Delta to test facial biometrics at bag drop

Delta to test facial biometrics at bag drop
Delta is to trial four self-service bag drops at Minneapolis-St. Paul

Delta is to trial self-service bag drop with a biometric component.

The airline is trialling four self-service bag drops at Minneapolis-St. Paul International Airport this summer.

At three of the bag drops , staff will check the passenger identity, but at the fourth the kiosk will carry out the check. Facial recognition will compare the details in a passenger’s biometric passport with the image captured by the kiosk.

To use the self-service bag drops, passengers check-in online or at an airport kiosk. They will have to attach a bag tag printed at a kiosk and then take the tagged bag to the bag drop.

To start with, only passengers with passports will use the biometric unit. Passengers with other types of ID will use the three other self-service bag drops.

At all four bag drops, passengers put their bags on the automated baggage belt once their identities are confirmed.
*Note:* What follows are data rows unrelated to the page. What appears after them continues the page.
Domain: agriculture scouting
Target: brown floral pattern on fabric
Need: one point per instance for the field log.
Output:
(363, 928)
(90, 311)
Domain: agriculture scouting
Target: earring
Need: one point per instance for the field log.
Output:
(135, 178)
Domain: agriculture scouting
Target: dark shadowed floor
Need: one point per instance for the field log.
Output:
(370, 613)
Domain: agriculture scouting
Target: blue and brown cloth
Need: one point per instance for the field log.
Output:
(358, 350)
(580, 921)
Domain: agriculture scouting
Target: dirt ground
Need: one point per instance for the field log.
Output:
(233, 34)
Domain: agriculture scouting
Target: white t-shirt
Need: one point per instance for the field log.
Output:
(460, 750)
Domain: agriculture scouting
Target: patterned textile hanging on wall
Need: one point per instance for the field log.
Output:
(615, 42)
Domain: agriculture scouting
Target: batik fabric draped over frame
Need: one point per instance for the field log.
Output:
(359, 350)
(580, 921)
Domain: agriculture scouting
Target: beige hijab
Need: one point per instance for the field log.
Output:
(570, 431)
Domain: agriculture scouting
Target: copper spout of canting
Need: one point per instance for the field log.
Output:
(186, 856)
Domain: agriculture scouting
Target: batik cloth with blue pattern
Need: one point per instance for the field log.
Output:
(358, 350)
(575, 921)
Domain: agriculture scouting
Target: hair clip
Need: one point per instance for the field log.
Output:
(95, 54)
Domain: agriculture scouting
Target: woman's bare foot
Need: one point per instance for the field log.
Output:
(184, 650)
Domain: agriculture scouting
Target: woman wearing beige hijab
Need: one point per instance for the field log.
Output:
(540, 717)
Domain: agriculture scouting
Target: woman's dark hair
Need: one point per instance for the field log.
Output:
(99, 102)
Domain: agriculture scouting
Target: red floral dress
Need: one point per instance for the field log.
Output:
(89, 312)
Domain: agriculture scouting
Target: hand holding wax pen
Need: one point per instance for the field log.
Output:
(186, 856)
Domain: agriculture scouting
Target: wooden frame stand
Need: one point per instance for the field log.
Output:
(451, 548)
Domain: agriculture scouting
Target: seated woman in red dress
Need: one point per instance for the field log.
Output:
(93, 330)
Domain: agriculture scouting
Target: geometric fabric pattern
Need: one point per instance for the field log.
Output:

The belt then takes the baggage for security checks and to be loaded into the plane.

The airline says the investment in the kiosks will mean passengers save time and Delta agents will be freed up to seek out deliver a more proactive and thoughtful service.

The four units are costing $600,000, equating to a fair number of ground staff.

Delta doesn’t give any reason why passengers would choose the biometric unit over the staffed ones.

Delta says the self-service bag drops are “a natural next step in its work to streamline airport processes.” Last year, the airline rolled out radio frequency identification (RFID) technology that allows the carrier to track bags in real-time via chips included in passengers’ bag tags.

Passengers using Delta’s app can know where their baggage is, from the moment they check in to the minute the bags arrive at their destination.